Aim: A study of 180 dentists in the West of Scotland was conducted to determine their exposure to mercury during the course of their work and the effects on their health and cognitive function.
Design: Data were obtained from questionnaires distributed to dentists and by visiting their surgeries to take measurements of environmental mercury.
Methods: Dentists were asked to complete a questionnaire including items on handling of amalgam, symptoms experienced, diet and possible influences on psychomotor function such as levels of stress and alcohol intake. They also completed the 12-item General Health Questionnaire. Dentists were asked to complete a dental chart of their own mouths and to give samples of urine, hair and nails for mercury analysis. The dentists were visited at their surgeries where environmental measurements were made in eight areas of the surgery and they undertook a computerised package of psychomotor tests. One hundred and eighty control subjects underwent a similar procedure, completing a questionnaire, having their amalgam surfaces counted, giving urine, hair and nail samples and undergoing the psychomotor test procedure.

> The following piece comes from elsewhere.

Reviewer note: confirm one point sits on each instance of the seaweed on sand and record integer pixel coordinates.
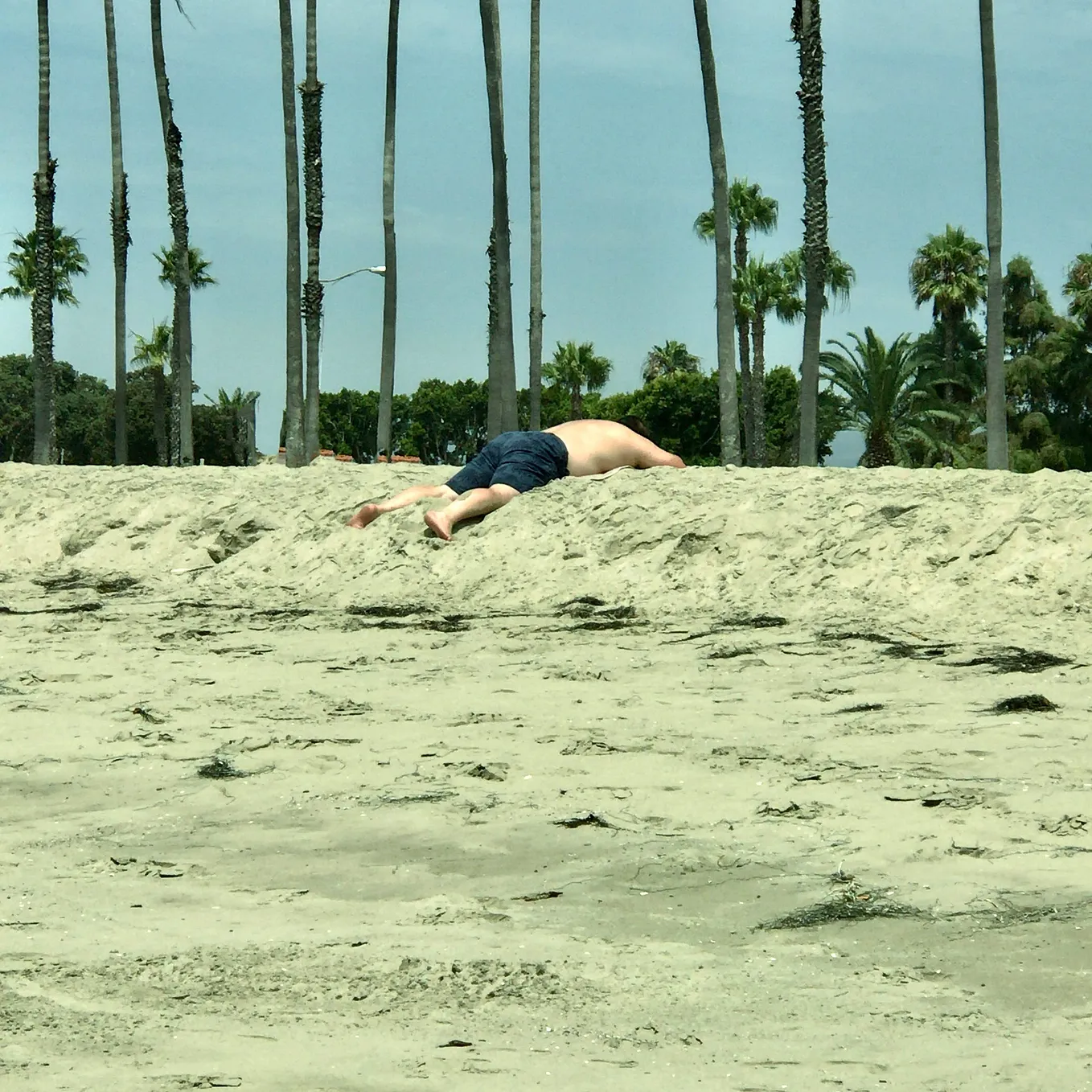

Results: Dentists were found to have, on average, urinary mercury levels over 4 times that of control subjects although all but one dentist had urinary mercury below the Health and Safety Executive health guidance value of 20 mumol mmol(-1) creatinine. Urine was found to be a better biological marker for mercury exposure than hair or nails.Dentists were significantly more likely than control subjects to have suffered from disorders of the kidney but these symptoms were not significantly associated with their level of mercury exposure as measured in urine. One hundred and twenty two (67.8%) of the 180 surgeries visited had environmental mercury measurements in one or more areas above the Occupational Exposure Standard (OES) set by the Health and Safety Executive. In the majority of these surgeries the high levels of mercury were found at the skirting and around the base of the dental chair. In 45 surgeries (25%) the personal dosimetry measurement (ie in the breathing zone of dental staff) was above the OES.
Conclusion: On the basis of these findings, it is recommended that greater emphasis should be made relating to safe handling of amalgam in the training and continuing professional development of dentists, that further studies are carried out on levels of mercury exposure of dental team members during the course of their working day, and that periodic health surveillance, including urinary mercury monitoring, of dental personnel should be conducted to identify possible effects of practising dentistry.